Doit-on fouiller le sac de toutes les demoiselles à chaque coin de rue ? La police et tous les serruriers doivent-ils s’introduire chez les citoyens à leur insu ? Tous les écrivains doivent-ils envoyer une copie des mises à jour de leurs manuscrits à la censure ? So What !

Si la fouille au corps est une éthique professionnelle quelconque (médicale, professorale, styliste, miss monde, aviation civile) que les seuls assermentés se doivent rigoureusement d’appliquer sur eux-mêmes, depuis quand un code déontologique vaut le code pénal et depuis quand un code déontologique d’une profession s’applique aux non-professionnels. So What !

Si tous les moyens de police avaient été braqués sur les banques et les bourses, nous aurions assurément évité la crise financière internationale. Le cas échéant, les Etats sont-ils doublement acteurs et complices de la délinquance au col blanc. Yes, So What !

Sous ce rapport il apparaît qu’à la différence de la citoyenneté « naturelle », le citoyen numérique apparaît comme un délinquant anonyme jusqu’à preuve du contraire.

Pourtant, la citoyenneté numérique nous semble-t-il acquise à des individus plus et mieux éduqués que l’homme de l’Agora. Alors en quoi le numérique nous désarme-t-il face à toutes ces formes d’abus contre lesquels nous avons bâtis les principes fondateurs des civilisations du 21em siècle.

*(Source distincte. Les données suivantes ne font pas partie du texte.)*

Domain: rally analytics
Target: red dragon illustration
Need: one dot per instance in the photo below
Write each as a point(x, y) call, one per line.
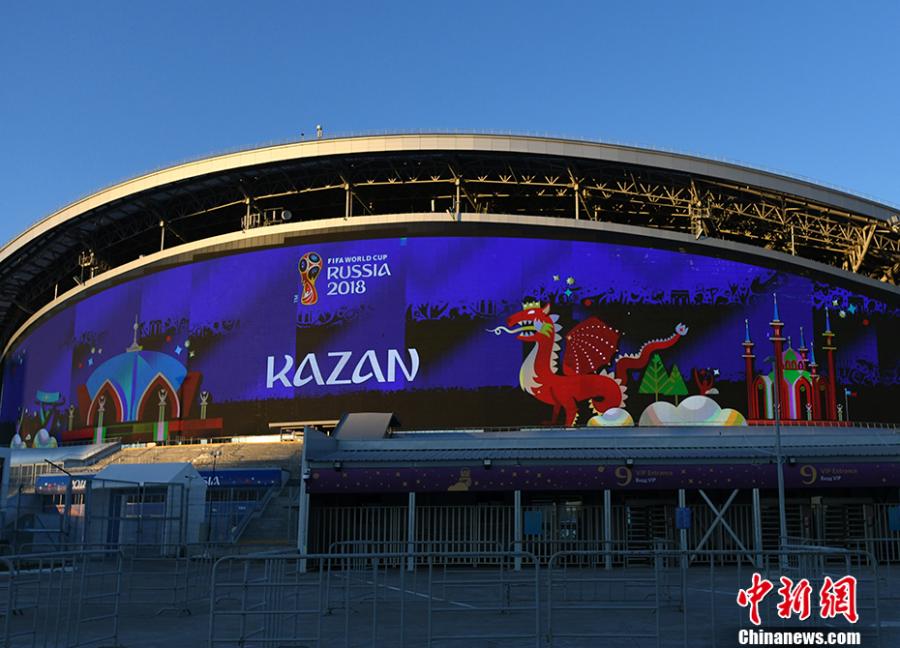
point(590, 345)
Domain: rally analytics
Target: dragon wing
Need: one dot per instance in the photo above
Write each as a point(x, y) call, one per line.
point(590, 344)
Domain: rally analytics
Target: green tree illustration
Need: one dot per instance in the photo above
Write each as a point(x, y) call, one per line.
point(655, 377)
point(674, 386)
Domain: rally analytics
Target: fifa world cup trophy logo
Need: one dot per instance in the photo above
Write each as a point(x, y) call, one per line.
point(310, 266)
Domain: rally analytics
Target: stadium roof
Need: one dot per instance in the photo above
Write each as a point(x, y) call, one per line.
point(243, 199)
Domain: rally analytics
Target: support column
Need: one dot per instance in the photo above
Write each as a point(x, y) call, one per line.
point(517, 518)
point(411, 532)
point(303, 509)
point(757, 527)
point(829, 349)
point(752, 401)
point(607, 528)
point(682, 533)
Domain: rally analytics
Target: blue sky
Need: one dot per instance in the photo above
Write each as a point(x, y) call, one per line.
point(93, 93)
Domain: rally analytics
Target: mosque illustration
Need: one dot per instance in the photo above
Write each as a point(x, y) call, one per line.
point(140, 394)
point(805, 393)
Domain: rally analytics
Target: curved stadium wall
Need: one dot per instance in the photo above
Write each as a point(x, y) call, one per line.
point(448, 318)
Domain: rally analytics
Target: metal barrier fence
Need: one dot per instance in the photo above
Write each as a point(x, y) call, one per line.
point(650, 598)
point(271, 601)
point(60, 599)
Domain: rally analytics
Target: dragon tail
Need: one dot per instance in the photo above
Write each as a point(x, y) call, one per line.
point(639, 360)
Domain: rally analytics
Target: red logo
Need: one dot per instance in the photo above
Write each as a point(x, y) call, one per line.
point(836, 598)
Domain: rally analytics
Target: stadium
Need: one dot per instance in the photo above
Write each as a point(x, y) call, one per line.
point(456, 343)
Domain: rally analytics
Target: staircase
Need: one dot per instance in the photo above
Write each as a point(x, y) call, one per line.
point(275, 524)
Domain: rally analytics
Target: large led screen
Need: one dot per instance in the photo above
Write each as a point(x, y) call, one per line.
point(453, 332)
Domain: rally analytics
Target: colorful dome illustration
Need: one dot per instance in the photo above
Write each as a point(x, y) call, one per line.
point(132, 373)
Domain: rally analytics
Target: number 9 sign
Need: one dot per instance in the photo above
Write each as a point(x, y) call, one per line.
point(623, 474)
point(809, 474)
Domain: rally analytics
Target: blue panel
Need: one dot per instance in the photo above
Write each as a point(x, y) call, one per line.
point(533, 522)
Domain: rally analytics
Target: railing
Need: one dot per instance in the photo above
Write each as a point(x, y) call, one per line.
point(61, 599)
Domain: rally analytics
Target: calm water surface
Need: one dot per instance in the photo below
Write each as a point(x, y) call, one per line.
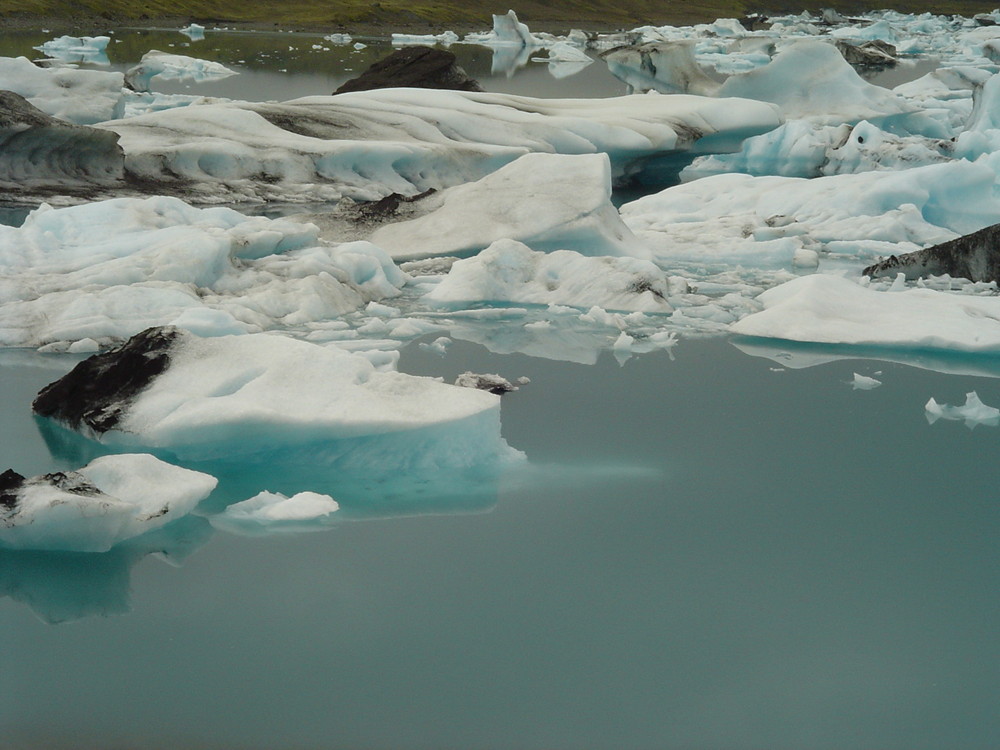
point(711, 551)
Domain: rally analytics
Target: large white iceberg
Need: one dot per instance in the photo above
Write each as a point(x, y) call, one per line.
point(510, 272)
point(172, 67)
point(83, 97)
point(547, 201)
point(235, 398)
point(105, 271)
point(369, 144)
point(111, 499)
point(835, 310)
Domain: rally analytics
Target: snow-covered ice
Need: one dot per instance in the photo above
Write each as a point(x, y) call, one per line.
point(272, 512)
point(235, 397)
point(111, 499)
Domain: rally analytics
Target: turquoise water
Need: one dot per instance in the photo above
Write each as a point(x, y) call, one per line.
point(707, 551)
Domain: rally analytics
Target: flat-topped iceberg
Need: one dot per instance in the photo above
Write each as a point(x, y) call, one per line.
point(546, 201)
point(834, 310)
point(167, 66)
point(111, 499)
point(369, 144)
point(83, 97)
point(510, 272)
point(236, 398)
point(107, 270)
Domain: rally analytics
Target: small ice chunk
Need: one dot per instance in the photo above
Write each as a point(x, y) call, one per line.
point(270, 512)
point(865, 383)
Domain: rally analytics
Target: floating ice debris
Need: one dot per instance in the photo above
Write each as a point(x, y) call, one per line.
point(485, 382)
point(90, 49)
point(864, 383)
point(111, 499)
point(169, 67)
point(83, 97)
point(511, 272)
point(974, 412)
point(405, 141)
point(107, 270)
point(835, 310)
point(234, 397)
point(546, 201)
point(272, 512)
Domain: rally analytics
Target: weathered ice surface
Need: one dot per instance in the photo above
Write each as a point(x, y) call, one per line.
point(38, 150)
point(96, 393)
point(973, 256)
point(416, 67)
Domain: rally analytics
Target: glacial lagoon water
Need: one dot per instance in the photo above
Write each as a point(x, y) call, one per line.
point(712, 547)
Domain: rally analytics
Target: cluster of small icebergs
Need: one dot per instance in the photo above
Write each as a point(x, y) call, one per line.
point(775, 174)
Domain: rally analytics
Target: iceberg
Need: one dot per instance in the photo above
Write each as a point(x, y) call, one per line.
point(835, 310)
point(546, 201)
point(111, 499)
point(240, 398)
point(272, 512)
point(105, 271)
point(511, 272)
point(83, 97)
point(170, 67)
point(369, 144)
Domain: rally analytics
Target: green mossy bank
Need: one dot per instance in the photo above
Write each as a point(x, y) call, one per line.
point(431, 14)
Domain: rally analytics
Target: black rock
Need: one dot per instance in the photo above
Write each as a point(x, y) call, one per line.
point(38, 151)
point(973, 256)
point(97, 392)
point(10, 484)
point(413, 67)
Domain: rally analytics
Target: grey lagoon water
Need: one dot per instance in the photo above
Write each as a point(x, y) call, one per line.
point(712, 547)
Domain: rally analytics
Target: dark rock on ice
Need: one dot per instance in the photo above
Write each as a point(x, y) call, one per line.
point(973, 256)
point(96, 394)
point(41, 152)
point(10, 484)
point(873, 55)
point(414, 67)
point(495, 384)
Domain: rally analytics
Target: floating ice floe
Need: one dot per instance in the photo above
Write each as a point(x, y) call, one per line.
point(546, 201)
point(111, 499)
point(87, 49)
point(105, 271)
point(272, 512)
point(764, 221)
point(835, 310)
point(238, 398)
point(369, 144)
point(509, 272)
point(170, 67)
point(83, 97)
point(973, 412)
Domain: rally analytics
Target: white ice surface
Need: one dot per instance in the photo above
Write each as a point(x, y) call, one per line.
point(510, 272)
point(239, 396)
point(167, 66)
point(546, 201)
point(83, 97)
point(835, 310)
point(138, 493)
point(107, 270)
point(272, 512)
point(369, 144)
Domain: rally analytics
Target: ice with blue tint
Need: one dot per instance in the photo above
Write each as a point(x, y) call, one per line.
point(167, 66)
point(83, 97)
point(546, 201)
point(84, 49)
point(105, 271)
point(111, 499)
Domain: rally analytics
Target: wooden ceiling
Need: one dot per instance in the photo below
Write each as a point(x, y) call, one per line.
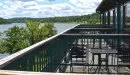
point(106, 5)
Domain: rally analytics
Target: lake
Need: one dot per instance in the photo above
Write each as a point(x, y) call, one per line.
point(59, 26)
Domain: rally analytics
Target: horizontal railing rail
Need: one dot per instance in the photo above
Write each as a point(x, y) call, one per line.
point(38, 57)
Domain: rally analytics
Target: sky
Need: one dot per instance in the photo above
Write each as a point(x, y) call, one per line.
point(46, 8)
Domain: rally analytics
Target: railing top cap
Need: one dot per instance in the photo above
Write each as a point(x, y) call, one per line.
point(7, 72)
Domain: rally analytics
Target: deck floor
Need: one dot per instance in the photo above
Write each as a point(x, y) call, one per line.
point(81, 69)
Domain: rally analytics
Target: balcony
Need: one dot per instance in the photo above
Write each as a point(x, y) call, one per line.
point(83, 49)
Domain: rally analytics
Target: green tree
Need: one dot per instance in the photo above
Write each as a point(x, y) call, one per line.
point(37, 32)
point(20, 38)
point(15, 41)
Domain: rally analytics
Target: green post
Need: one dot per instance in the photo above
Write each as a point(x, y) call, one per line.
point(119, 27)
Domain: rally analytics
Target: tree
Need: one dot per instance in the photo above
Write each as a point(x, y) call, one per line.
point(20, 38)
point(15, 41)
point(37, 32)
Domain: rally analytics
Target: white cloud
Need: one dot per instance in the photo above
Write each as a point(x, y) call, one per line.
point(31, 8)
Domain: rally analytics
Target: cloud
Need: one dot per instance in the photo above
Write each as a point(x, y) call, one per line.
point(32, 8)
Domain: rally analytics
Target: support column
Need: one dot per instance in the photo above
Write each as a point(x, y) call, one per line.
point(108, 18)
point(114, 17)
point(119, 27)
point(124, 16)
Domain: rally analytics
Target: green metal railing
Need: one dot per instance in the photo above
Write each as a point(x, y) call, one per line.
point(45, 56)
point(52, 54)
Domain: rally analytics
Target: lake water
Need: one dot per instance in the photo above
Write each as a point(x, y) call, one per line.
point(59, 26)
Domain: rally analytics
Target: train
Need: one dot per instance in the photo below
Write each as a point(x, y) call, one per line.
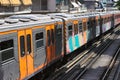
point(29, 43)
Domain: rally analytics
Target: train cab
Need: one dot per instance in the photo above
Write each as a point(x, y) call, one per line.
point(82, 27)
point(28, 44)
point(116, 18)
point(71, 31)
point(106, 21)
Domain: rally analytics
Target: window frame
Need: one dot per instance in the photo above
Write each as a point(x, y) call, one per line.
point(7, 49)
point(38, 40)
point(70, 30)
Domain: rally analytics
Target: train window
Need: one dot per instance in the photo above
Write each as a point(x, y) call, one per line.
point(80, 27)
point(48, 37)
point(52, 35)
point(70, 30)
point(88, 24)
point(39, 40)
point(59, 30)
point(84, 26)
point(76, 29)
point(29, 43)
point(7, 50)
point(22, 45)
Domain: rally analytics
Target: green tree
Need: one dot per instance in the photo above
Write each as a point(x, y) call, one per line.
point(118, 4)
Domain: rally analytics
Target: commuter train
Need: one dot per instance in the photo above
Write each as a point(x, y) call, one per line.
point(31, 42)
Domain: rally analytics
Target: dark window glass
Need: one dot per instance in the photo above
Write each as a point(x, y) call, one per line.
point(80, 27)
point(70, 30)
point(6, 44)
point(76, 29)
point(84, 26)
point(29, 43)
point(52, 35)
point(39, 43)
point(39, 36)
point(59, 30)
point(88, 24)
point(7, 54)
point(39, 40)
point(22, 45)
point(7, 50)
point(48, 37)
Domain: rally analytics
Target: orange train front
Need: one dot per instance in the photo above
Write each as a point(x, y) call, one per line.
point(31, 42)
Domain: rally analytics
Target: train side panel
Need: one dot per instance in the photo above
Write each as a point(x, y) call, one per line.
point(9, 61)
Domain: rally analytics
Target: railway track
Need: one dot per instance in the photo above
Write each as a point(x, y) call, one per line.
point(78, 66)
point(99, 66)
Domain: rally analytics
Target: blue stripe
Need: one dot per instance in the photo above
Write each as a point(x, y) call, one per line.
point(70, 44)
point(77, 44)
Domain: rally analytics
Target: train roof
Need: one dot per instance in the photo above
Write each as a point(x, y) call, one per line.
point(25, 21)
point(64, 16)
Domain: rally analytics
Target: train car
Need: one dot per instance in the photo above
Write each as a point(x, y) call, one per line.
point(31, 42)
point(116, 18)
point(106, 21)
point(28, 45)
point(75, 34)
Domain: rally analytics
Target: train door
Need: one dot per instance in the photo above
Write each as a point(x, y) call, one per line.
point(76, 36)
point(25, 52)
point(39, 45)
point(85, 30)
point(58, 40)
point(50, 43)
point(9, 63)
point(81, 33)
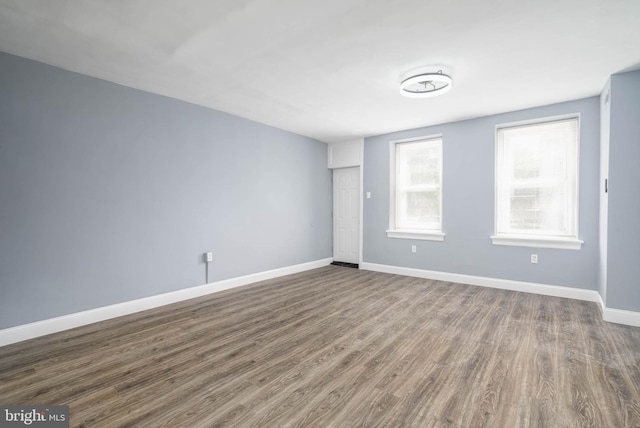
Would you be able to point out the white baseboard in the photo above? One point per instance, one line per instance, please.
(617, 316)
(620, 316)
(78, 319)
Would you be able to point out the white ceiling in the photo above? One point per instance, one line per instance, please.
(330, 69)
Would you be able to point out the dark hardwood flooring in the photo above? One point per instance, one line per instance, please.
(339, 347)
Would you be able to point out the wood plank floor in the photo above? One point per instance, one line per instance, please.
(339, 347)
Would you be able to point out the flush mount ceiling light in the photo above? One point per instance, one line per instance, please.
(426, 85)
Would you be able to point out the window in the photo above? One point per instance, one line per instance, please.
(416, 189)
(537, 184)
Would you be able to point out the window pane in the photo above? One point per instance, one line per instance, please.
(537, 178)
(418, 176)
(419, 210)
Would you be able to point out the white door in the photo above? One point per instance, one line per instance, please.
(346, 215)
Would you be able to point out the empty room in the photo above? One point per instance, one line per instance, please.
(277, 213)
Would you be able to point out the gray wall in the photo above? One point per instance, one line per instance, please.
(603, 221)
(468, 205)
(109, 194)
(623, 263)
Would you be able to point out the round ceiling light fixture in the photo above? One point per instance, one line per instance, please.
(426, 85)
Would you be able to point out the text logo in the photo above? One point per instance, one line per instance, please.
(34, 416)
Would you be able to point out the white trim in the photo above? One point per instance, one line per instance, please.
(537, 241)
(617, 316)
(425, 235)
(620, 316)
(503, 284)
(362, 202)
(65, 322)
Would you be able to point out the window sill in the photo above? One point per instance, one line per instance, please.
(537, 242)
(424, 235)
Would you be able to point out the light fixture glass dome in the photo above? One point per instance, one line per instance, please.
(426, 85)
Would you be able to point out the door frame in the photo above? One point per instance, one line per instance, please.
(360, 210)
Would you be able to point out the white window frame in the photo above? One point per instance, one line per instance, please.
(421, 234)
(568, 241)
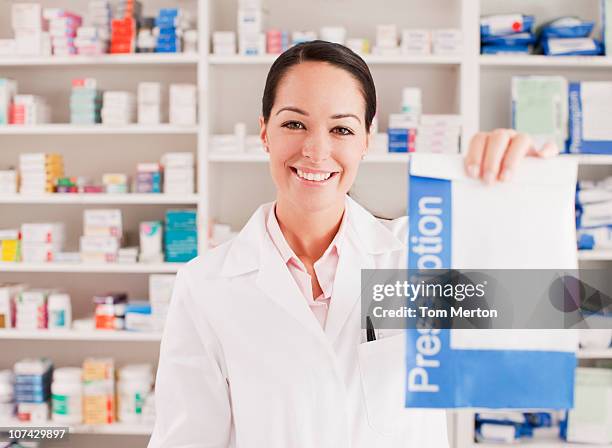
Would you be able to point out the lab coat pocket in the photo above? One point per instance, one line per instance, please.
(382, 367)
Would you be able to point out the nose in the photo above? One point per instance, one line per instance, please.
(317, 146)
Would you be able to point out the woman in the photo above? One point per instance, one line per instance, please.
(263, 346)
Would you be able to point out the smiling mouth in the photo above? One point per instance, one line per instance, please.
(319, 177)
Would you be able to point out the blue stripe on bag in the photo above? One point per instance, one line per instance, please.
(430, 382)
(430, 223)
(441, 377)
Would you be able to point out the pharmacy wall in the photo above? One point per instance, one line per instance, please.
(99, 151)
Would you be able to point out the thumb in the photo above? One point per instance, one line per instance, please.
(546, 151)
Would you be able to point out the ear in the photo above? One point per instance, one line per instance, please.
(263, 133)
(369, 139)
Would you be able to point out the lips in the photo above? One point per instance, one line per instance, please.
(314, 177)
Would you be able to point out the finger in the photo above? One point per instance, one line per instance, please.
(497, 144)
(473, 159)
(547, 151)
(519, 147)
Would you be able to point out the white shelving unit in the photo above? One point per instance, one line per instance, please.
(93, 198)
(110, 59)
(99, 129)
(121, 429)
(90, 268)
(74, 335)
(582, 62)
(229, 91)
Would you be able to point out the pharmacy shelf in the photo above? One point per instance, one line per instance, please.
(127, 429)
(257, 157)
(541, 444)
(591, 159)
(603, 353)
(105, 59)
(545, 61)
(595, 255)
(71, 129)
(93, 198)
(370, 59)
(102, 268)
(77, 335)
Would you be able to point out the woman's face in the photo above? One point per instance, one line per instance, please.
(315, 135)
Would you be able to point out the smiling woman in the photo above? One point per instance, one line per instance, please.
(263, 345)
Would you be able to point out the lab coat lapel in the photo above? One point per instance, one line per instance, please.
(364, 239)
(275, 281)
(347, 286)
(253, 250)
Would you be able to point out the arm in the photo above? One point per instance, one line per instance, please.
(191, 392)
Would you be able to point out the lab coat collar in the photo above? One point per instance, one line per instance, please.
(374, 237)
(245, 252)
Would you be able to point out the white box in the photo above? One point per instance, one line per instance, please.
(184, 116)
(8, 89)
(160, 288)
(386, 36)
(102, 218)
(7, 47)
(250, 21)
(43, 232)
(177, 160)
(150, 238)
(590, 421)
(149, 92)
(102, 244)
(182, 95)
(224, 37)
(149, 114)
(26, 16)
(39, 252)
(34, 412)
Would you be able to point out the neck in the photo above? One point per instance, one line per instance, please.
(308, 234)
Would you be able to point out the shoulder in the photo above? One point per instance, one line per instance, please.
(210, 263)
(398, 227)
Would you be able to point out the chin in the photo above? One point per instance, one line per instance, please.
(314, 202)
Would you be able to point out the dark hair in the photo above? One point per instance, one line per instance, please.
(318, 50)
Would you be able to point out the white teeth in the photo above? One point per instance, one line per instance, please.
(317, 177)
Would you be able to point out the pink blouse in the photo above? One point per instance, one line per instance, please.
(324, 267)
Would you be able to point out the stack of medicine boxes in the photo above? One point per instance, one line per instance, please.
(33, 389)
(168, 32)
(103, 231)
(251, 40)
(181, 235)
(98, 391)
(85, 102)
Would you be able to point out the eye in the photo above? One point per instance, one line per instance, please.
(342, 130)
(293, 125)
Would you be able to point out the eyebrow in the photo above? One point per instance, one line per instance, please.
(302, 112)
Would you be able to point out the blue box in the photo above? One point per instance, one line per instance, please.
(181, 219)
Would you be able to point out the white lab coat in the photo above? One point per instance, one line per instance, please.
(244, 362)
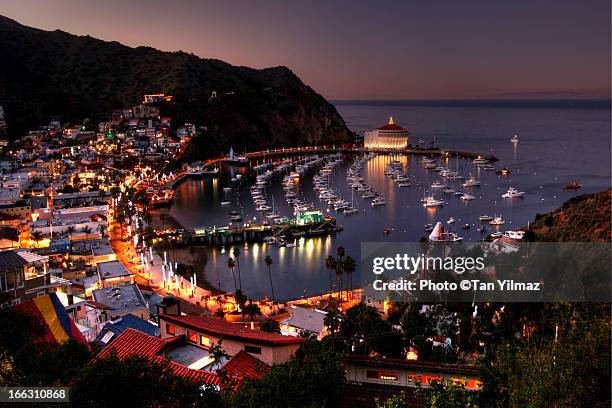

De nos jours, le numérique mobilise notre attention plus de 02 heures par jour. Nous consacrons plus de temps à nos activités numériques qu’à d’autres sociales et humaines. La citoyenneté numérique n’est donc pas une figure de style ou un artifice de modernité, c’est une réalité numérique et non virtuelle. Nos outils numériques contiennent plus de confidences et d'informations sensibles et personnelles que nous en sachions sur nous-mêmes. A chaque fois, qu'un citoyen s'équipe numériquement, il cède une part de ses droits et de ses libertés. A chaque fois, qu'un citoyen ouvre un espace numérique, il crée les conditions de sa propre incarcération numérique.

A la question du rôle de l’Etat, rappelons que Thoreau n’a jamais été un antigouvernemental mais en tant que citoyen réclamait-il : « non une absence immédiate de gouvernement, mais immédiatement un meilleur gouvernement ». En effet, la gouvernance numérique doit être un principe de constitutionalité pour tous les Etats modernes au 21em siècle et reste un idéal républicain contre les abus et les erreurs du passé. Ainsi, à l'insistance d’un disciple qui demandait : «  qu’est-ce que gouverner ? » Confucius répétait plusieurs fois : “gouverner, c’est rectifier”

Cependant, si la démocratie numérique est un processus et un long cheminement, tout porte à croire que malgré tout ce qui lui arrive, notre citoyen continu d'entretenir la survie d'un système dont il est le seul à même de stopper. Seulement, tant qu’il n’aura pas atteint la majorité numérique et reçu le kit de l’assistance à la désobéissance numérique, il ne sera pas encore apte à exercer pleinement sa qualité de citoyen numérique.

Yes, So What!

Thierno M. SOW


1/ Henry David Thoreau, civil disobedience,1849.